Estudiar en la Universidad de Bologna: primeras impresiones

¡Ciao a tutti!

Me presento para los que aún no me conozcáis. Mi nombre es Javi Lara y voy a ser vuestro guía virtual de la ciudad de Bolonia y todo lo que esta ciudad permite hacer en una vida Erasmus durante un año. Dicho esto, me dispongo a contar las diferencias entre la universidad española y la italiana.

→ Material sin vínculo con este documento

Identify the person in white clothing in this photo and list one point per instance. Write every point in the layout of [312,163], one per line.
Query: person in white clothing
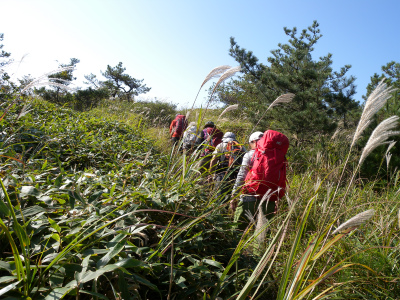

Estudiar en Italia y mas concretamente en Bolonia es realmente apasionante. El concepto de facultad mantiene en Italia la esencia mágica de lo antiguo y lo viejo. Aquí, por paradójico que parezca, no se ha implantado el plan Bolonia. Los alumnos no deben estudiar una propuesta fija de asignaturas en horarios previamente establecidos como sí ocurre en España. Cada estudiante se traza su propio plan de estudios escogiendo las asignaturas que prefiera entre la oferta disponible y siendo consciente de los posibles problemas de horario si coinciden materias. Este modelo le da al estudiante la opción de ser “frequentati” o “non frequentati”, siendo la carga de estudio un poco menor para aquellos alumnos que sí asistan a clase; todo es mucho más autónomo e independiente que en España.

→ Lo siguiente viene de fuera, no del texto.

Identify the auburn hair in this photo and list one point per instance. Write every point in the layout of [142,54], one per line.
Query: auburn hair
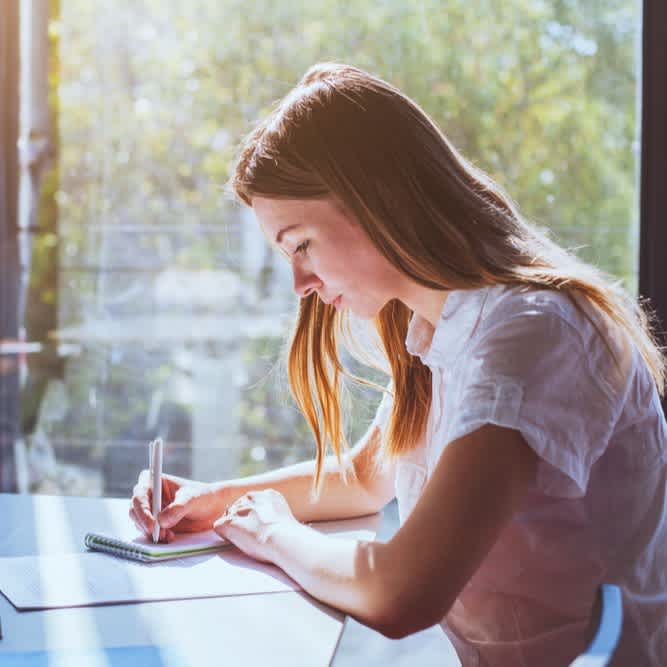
[347,134]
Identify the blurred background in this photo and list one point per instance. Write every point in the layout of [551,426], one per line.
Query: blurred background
[151,305]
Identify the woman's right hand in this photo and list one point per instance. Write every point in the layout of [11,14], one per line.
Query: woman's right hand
[187,506]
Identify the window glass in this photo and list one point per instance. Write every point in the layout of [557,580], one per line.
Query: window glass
[159,305]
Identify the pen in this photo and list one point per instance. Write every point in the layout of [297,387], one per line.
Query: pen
[155,454]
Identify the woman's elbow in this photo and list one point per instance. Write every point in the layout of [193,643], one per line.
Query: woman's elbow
[396,620]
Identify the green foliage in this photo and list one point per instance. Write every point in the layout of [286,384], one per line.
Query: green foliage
[155,97]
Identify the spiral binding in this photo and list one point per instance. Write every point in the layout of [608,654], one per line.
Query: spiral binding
[115,547]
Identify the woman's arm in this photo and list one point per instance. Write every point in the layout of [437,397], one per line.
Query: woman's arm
[365,492]
[410,582]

Por otro lado, las asignaturas no tienen la misma duración que en los periodos lectivos de España. Distinguiendo entre las que son de 6 o 12 créditos, las asignaturas durarán un mes y medio o tres/cuatro, pero siempre con 6 horas semanales por asignatura. De manera que  si una asignatura de 6 créditos empieza en septiembre, acabará en noviembre para dar paso a otra. ¿Cuál es la diferencia? Que este sistema permite que el alumno se centre más en la materia y pueda profundizar en ella. De hecho, aquí las asignaturas son muuucho más densas, aunque más dinámicas también.

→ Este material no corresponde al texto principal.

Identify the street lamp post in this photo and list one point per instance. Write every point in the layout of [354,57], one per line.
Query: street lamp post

Via Zamboni, centro  del barrio universitario

Además, Bolonia tiene la peculiaridad de tener casi todas las facultades en el centro de la ciudad -en el llamado bario universitario– pero al ser una ciudad con soportales no son edificios que resulten llamativos y puedan identificarse en un primer vistazo, sino que en una misma calle nos encontramos cinco o seis portales que realmente son una inmensa facultad por dentro. Todo esto le otorga un ambiente bohemio alimentado por la cantidad de estudiantes que recorren todas las arterias de la ciudad a diario buscando sus aulas.

Desde esta perspectiva, el Erasmus se convierte en una oportunidad única para descubrir y aprender de un sistema que si lleva vigente tantos años, será porque cuanto menos es eficaz.